Meet the brave parents who admit they skip meals to feed their kids

Kate Worby and her partner Charles Skudder care for their three children, but as the cost of living crisis deepens for families like their own, they turn to increasingly desperate measures to make ends meet

Kate Worby and Charles Skudder with their three children
Kate Worby and Charles Skudder with their three children

Struggling parents have admitted they are skipping meals to ensure they can feed their children.

Amid the ongoing cost-of-living crisis, ordinary families are finding themselves under more pressure than ever and forced to take increasingly desperate measures.

Kate Worby and her partner Charles Skudder described how they struggled to “keep their heads above water”.

Together they look after three children aged eight, four and almost a year, Devon Live reports.

The 29-year-old mother has three jobs as a caretaker, cleaner and child entertainer, while Charles, 29, is a full-time student who also runs a valet service and worked nights as a caretaker until the house recently closed and also helped with Kate’s entertainment business.

The couple said something went fundamentally wrong when they worked, were on universal credit and still couldn’t afford to live


Devon Live/BPM MEDIA)

Not only do they skip meals to keep the kids full, but they only heat the kids’ room indoors and take a calculator to the grocery store to make sure they stay within their tight budget.

Kate said: “We always try to keep our heads above water, as I’m sure is true for a lot of families.

“Everything’s going up, but wages aren’t matching it, so we need to stretch our money even further.

“Physically, we can’t work more hours than we already work. God knows how long we haven’t had a day off.

“It’s a constant battle in your head, you think, can I justify not taking the extra shift? Often we just do it because we have to. We’re both just so stressed out.”

The couple puts the well-being of their three children above their own


Devon Live/BPM MEDIA)

She added: “The children will always come first. They get a free school lunch, but if they come home from school really hungry, I’ll cook them a meal, even if it was for me and Charles, or I’ll try to extend the meal to fill it out, e.g. B. with frozen vegetables.

“When Charles and I don’t eat enough, it takes its toll. I’m so tired because I haven’t really eaten in three days.

“Either we don’t eat, or we eat one meal a day between us, even if it’s just cheese on toast. It’s not enough, but at least it’s something. For many families, this is a very real thing.”

Describing herself as a “savvy spender,” Kate said she was always on the lookout for the best bargains, but that they weren’t able to splurge on some snacks, like biscuits, that others took for granted.

She uses the calculator on her phone when she goes shopping to make sure they never overspend.

Kate admitted it can be embarrassing when her calculations don’t quite add up and she has to leave food at the register.

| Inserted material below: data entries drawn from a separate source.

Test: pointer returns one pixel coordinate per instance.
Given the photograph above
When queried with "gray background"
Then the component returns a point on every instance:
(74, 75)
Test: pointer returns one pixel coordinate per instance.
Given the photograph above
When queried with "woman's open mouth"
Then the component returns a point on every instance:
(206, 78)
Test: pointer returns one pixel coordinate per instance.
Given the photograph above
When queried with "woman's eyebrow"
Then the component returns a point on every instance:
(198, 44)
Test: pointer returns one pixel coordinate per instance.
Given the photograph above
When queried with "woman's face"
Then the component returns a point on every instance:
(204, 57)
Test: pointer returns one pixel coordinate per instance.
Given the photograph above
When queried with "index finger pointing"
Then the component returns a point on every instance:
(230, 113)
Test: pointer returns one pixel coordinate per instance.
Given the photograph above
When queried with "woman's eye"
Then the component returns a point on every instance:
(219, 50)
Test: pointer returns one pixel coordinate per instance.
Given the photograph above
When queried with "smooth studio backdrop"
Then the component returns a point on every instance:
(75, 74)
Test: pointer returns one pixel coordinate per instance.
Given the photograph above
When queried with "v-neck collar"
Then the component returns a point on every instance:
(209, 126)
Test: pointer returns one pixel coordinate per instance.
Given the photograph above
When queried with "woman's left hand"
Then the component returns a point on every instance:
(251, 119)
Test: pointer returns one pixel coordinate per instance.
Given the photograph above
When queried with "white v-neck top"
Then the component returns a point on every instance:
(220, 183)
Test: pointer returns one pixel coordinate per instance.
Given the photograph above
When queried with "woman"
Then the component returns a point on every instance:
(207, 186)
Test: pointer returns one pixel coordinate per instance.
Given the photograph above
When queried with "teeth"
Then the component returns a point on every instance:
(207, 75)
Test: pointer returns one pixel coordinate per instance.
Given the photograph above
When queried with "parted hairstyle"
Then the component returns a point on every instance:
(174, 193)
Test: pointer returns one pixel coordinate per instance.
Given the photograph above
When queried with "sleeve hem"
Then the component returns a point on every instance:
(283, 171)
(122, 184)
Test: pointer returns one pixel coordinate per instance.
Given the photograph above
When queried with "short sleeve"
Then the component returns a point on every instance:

She added: “I’ve heard the term heat or food many times, but for us it’s not really the case. It’s heat less, eat less.

“We can’t decide between the two because we have a small baby, so we have to heat his bedroom and the other children’s rooms, but nowhere else.

“We limit ourselves to only heating the rooms that absolutely have to be heated. Luckily we’re getting back to summer, but it’s going to be a massive problem in winter. Extra coats and sweaters will be put on.”

The couple rented a three-bed apartment and were forced to spend the money they had saved for their bail.

Kate said: “We have never been overly greedy and have always lived within our means. Our rent has gone up, which has hit us hard.

“At the same time, everything else has gone up, like council taxes and energy bills. All climbs build up, so we have to watch every penny we spend.

“We don’t drink, smoke, go out, or have hobbies. We literally just go to work and take care of the kids.

“I don’t know what we’re doing wrong overall, working so hard and being stuck in this loop.

“We just have to keep going and hope that one day things will get better. Hopefully when Charles graduates from university he will start earning a good salary, but until then we just have to make it week by week.

“I also hope that by talking about how we fight it can raise awareness and the big wigs could be like, ‘hang oo, that’s not fair.’

“We work, we get Universal Credit and we’re still struggling. Something went wrong somewhere for this to happen.”